What are the risks of nephrectomy?

Many surgeries, including nephrectomy, carry risks such as infection, blood clots and the risk of undergoing anesthesia. Long term, you may experience complications from having had nephrectomy surgery, such as:

  • High blood pressure, also called hypertension
  • High protein levels in your urine, a potential sign of kidney damage
  • Chronic kidney disease, which gradually damages the kidneys and lessens their ability to remove waste from your blood

What to expect when getting a nephrectomy

It may come as a surprise that one healthy kidney can be as effective as two kidneys. In fact, you might not notice a difference in your quality of life at all, as most people with one kidney function well. Ask your care team if you have specific questions or concerns in preparation for nephrectomy.

Before your nephrectomy

As with many surgeries, you’ll undergo general anesthesia so you’ll be in a sleep-like state where you don’t feel pain. You’ll also have a catheter placed in your urethra to drain urine. Your nephrectomy will take about three or more hours.

After your nephrectomy

You can expect the catheter will remain in place for a few days. If you had a drain inserted to help remove extra fluid near the surgical site, this will be removed within a few days as well. Your blood pressure, electrolytes and fluid levels will be monitored closely, as they relate to how well your remaining kidney or kidneys function.

Nephrectomy recovery

You’ll be advised to rest and recover for six weeks or more after nephrectomy. Don’t lift heavy objects or do strenuous activity. When your care team gives you the OK, you can return to your normal routines – and you most likely won’t notice a change in your quality of life.

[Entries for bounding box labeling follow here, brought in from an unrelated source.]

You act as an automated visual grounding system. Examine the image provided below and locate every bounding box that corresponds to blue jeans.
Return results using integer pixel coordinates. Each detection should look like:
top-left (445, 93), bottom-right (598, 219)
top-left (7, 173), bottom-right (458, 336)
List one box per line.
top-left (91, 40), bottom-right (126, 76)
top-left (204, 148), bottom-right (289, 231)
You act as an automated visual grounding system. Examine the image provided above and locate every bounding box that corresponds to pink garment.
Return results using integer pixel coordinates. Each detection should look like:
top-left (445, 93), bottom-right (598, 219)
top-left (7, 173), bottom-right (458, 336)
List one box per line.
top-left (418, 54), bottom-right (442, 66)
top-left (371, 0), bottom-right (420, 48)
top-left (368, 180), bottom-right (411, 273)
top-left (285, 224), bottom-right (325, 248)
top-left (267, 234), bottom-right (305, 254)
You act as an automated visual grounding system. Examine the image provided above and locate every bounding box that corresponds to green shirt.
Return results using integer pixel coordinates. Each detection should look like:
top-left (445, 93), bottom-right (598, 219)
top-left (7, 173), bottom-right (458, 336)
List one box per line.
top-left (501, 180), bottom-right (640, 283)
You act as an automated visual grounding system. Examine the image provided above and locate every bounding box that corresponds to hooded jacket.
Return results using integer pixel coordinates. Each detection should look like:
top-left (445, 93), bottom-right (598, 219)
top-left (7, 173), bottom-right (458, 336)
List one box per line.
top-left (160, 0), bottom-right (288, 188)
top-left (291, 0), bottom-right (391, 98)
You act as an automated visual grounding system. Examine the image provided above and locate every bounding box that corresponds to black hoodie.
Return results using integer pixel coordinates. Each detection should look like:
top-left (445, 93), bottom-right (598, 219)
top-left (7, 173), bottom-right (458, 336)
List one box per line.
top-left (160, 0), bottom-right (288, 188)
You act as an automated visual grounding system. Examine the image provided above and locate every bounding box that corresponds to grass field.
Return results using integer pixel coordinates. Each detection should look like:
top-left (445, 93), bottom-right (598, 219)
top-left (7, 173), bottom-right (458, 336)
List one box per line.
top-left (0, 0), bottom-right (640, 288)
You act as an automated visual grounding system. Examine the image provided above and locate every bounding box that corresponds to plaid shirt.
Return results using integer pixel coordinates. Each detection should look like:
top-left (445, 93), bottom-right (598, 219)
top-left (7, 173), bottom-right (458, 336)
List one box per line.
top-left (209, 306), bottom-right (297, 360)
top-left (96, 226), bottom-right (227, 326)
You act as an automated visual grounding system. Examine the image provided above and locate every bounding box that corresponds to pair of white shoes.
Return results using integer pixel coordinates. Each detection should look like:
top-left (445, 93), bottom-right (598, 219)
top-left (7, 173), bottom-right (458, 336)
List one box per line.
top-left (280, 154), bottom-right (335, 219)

After nephrectomy, you may have to make some modifications to your lifestyle:

  • Avoid contact sports so you don’t damage your remaining kidney. Wear extra protective gear if you do decide to play sports such as hockey, football or soccer, or engage in martial arts.
  • Eat well and try to avoid excess salt in your diet. Make sure you’re drinking enough water, too.
  • Maintain a healthy weight by eating a balanced diet and exercising regularly.

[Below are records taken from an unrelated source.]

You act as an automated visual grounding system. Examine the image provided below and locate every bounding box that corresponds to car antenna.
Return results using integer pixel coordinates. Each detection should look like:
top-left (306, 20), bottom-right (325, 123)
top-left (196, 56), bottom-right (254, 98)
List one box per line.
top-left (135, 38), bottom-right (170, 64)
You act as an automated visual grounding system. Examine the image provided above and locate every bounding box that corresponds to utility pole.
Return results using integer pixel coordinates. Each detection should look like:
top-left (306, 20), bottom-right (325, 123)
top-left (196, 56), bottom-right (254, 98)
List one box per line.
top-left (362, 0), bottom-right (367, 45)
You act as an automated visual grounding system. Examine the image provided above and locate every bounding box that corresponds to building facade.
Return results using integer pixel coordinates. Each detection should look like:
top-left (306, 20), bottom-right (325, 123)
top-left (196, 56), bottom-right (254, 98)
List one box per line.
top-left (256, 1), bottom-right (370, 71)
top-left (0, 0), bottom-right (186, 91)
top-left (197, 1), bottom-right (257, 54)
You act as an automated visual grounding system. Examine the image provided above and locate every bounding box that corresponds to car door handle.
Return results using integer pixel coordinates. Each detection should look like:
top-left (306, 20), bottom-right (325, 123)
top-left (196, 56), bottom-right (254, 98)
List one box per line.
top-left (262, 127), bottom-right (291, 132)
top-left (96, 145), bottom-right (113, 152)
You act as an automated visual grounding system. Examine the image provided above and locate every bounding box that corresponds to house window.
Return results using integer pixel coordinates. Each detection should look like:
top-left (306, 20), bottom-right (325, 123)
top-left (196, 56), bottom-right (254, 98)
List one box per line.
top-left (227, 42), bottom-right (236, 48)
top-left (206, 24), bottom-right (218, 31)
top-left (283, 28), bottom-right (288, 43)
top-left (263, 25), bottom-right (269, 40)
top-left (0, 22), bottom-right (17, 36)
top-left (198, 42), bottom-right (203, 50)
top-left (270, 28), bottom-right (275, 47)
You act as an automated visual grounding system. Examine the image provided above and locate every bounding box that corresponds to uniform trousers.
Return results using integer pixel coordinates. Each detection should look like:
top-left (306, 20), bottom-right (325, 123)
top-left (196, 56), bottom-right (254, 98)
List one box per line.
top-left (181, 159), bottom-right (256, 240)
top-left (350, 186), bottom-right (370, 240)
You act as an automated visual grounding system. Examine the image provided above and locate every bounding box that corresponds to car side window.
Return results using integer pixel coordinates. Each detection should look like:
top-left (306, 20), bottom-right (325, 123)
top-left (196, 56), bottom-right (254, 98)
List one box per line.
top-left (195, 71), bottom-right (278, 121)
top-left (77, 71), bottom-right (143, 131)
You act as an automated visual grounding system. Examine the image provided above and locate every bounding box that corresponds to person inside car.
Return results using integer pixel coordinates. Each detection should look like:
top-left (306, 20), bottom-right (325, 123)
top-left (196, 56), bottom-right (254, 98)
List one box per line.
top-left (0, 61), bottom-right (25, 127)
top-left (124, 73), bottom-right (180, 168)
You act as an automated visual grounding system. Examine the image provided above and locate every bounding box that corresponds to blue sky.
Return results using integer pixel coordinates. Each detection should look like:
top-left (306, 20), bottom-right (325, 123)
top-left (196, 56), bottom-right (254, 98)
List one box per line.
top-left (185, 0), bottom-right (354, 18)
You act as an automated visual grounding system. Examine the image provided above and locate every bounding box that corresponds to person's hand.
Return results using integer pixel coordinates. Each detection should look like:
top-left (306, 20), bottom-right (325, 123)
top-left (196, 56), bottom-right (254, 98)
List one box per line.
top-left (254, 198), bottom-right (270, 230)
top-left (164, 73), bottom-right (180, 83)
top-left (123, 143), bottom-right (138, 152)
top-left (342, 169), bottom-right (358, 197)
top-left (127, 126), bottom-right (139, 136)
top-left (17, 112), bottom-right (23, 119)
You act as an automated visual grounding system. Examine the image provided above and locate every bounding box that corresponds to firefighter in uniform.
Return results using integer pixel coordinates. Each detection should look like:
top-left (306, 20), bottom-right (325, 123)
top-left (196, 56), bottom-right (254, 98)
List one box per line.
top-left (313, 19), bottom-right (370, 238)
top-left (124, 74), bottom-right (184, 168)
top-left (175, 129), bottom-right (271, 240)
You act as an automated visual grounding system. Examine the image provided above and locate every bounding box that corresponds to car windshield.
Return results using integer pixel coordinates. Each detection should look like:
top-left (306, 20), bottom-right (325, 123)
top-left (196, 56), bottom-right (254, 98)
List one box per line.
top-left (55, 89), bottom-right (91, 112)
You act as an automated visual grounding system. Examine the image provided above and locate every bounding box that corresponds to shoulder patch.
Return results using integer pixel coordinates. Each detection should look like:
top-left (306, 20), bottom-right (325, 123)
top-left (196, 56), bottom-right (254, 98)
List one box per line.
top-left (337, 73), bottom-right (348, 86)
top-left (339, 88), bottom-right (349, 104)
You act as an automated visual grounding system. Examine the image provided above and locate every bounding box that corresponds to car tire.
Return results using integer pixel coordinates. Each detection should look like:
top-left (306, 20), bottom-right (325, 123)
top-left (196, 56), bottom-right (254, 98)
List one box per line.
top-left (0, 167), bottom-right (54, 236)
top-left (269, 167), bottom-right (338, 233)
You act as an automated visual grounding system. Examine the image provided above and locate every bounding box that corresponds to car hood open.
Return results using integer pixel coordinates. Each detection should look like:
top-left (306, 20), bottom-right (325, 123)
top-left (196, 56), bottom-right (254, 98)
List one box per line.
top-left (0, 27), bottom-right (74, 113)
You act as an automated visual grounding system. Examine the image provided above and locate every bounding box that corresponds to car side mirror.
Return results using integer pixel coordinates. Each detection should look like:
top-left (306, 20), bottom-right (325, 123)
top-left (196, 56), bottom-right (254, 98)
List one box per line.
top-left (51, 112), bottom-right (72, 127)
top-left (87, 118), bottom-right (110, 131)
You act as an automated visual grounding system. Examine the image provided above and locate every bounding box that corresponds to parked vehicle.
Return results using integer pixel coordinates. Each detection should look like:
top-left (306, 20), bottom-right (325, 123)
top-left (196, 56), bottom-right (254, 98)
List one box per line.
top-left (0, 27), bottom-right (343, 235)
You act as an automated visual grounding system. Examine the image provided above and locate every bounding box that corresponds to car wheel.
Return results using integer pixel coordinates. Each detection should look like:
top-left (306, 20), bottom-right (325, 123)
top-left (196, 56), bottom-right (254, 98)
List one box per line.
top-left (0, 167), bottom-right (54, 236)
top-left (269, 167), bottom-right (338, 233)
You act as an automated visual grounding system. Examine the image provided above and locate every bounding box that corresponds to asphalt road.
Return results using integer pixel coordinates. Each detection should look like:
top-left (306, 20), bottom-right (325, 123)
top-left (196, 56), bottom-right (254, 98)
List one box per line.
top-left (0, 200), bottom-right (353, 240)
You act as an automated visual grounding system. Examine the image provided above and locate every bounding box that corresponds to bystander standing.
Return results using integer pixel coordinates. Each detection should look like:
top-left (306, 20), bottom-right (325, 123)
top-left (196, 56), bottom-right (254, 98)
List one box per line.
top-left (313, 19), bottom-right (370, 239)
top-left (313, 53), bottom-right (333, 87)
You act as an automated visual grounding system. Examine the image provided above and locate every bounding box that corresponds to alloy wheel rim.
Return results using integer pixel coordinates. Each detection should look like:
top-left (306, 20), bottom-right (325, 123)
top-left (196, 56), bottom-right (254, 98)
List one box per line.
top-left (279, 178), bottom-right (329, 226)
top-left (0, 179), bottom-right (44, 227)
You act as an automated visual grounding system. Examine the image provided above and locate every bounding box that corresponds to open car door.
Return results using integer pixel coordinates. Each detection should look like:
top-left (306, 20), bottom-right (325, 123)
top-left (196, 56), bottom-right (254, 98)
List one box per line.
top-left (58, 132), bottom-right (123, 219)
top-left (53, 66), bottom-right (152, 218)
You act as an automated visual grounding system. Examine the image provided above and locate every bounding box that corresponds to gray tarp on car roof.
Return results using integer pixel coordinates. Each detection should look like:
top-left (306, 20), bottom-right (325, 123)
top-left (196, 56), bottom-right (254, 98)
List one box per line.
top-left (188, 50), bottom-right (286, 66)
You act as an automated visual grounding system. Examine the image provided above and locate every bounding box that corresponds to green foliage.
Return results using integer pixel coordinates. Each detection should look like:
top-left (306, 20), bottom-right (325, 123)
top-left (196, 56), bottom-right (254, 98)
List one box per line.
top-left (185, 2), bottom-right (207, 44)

You’ll also meet with your care team at regular checkups so they can monitor your kidney function. You can expect checks of your blood pressure and testing to measure levels of protein in your urine and how well your kidney is filtering waste from your blood.

If your original diagnosis warrants additional therapies to prevent your cancer from spreading or recurring, your care team may suggest including chemotherapy, radiation or hormone therapy as part of your treatment plan.